Located in East Jakarta, Pasar Pramuka is one of the 23 pet markets in Jakarta that sell birds. It boasts no fewer than 152 stores selling anything from various pigeon breeds and ducks to ornamental chickens.
The market, which is popular with many Jakarta shoppers, sits just 5m from the densely populated Pal Meriam residential area — a clear challenge to municipal laws that ban poultry from being reared within 25m of residential areas.
While the laws specifically refer to farmed poultry and slaughterhouses, it is clear that pet birds would pose similar risks of spreading bird flu to humans.
But the people living near Pasar Pramuka are not worried.
“The pet market has been around for 30 years.
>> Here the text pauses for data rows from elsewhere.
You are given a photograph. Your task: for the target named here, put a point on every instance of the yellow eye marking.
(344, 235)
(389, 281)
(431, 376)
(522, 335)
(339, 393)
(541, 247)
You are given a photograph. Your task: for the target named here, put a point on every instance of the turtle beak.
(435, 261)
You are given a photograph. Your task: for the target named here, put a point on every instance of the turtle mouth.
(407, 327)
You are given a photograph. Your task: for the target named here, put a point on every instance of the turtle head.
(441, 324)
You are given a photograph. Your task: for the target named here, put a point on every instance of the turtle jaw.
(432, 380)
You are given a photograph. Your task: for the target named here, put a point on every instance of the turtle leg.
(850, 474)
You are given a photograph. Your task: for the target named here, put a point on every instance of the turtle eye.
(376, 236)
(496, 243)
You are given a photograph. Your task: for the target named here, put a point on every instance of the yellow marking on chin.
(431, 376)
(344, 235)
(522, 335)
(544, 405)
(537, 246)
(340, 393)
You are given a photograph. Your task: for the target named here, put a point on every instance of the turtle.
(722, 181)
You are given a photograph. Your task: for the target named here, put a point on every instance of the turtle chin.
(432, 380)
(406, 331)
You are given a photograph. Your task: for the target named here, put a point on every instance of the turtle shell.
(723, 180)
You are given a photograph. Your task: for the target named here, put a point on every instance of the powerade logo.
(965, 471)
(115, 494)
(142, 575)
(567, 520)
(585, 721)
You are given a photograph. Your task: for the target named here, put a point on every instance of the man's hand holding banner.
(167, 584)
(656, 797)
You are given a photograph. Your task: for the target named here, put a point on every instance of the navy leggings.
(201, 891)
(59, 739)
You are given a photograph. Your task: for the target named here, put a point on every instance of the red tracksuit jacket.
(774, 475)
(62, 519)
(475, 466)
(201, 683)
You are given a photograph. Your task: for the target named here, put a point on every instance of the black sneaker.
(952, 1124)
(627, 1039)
We haven’t had anyone here catching bird flu,” Evaldi, 46, who lives about 20m from the market, said as his six-year-old son Razaq Gumanti, played with his pet bird.
His neighbor Damiri, too, told The Straits Times: “They have been keeping Pasar Pramuka market very clean, probably the cleanest market in the country. As long as they keep up with that hygiene work, we should not be worried.”
It is the kind of response that frustrates Ipih Ruyani, Jakarta’s top bureaucrat overseeing the culling of sick poultry and checking on whether poultry handlers keep to the rules.
“Their typical argument is: We have been living with live poultry for years. If there were bird flu, we would have caught it a long time ago,” she said, sighing.
Jakarta’s municipal government has been trying to move Pasar Pramuka for the past four years but has been facing delays from a combination of protests from stallholders and the public, as well as slow bureaucracy.
The first attempt was made in 2007, the year 37 people died from bird flu in Indonesia. The country accounts for almost half of human bird flu fatalities, and saw 45 people die in 2006.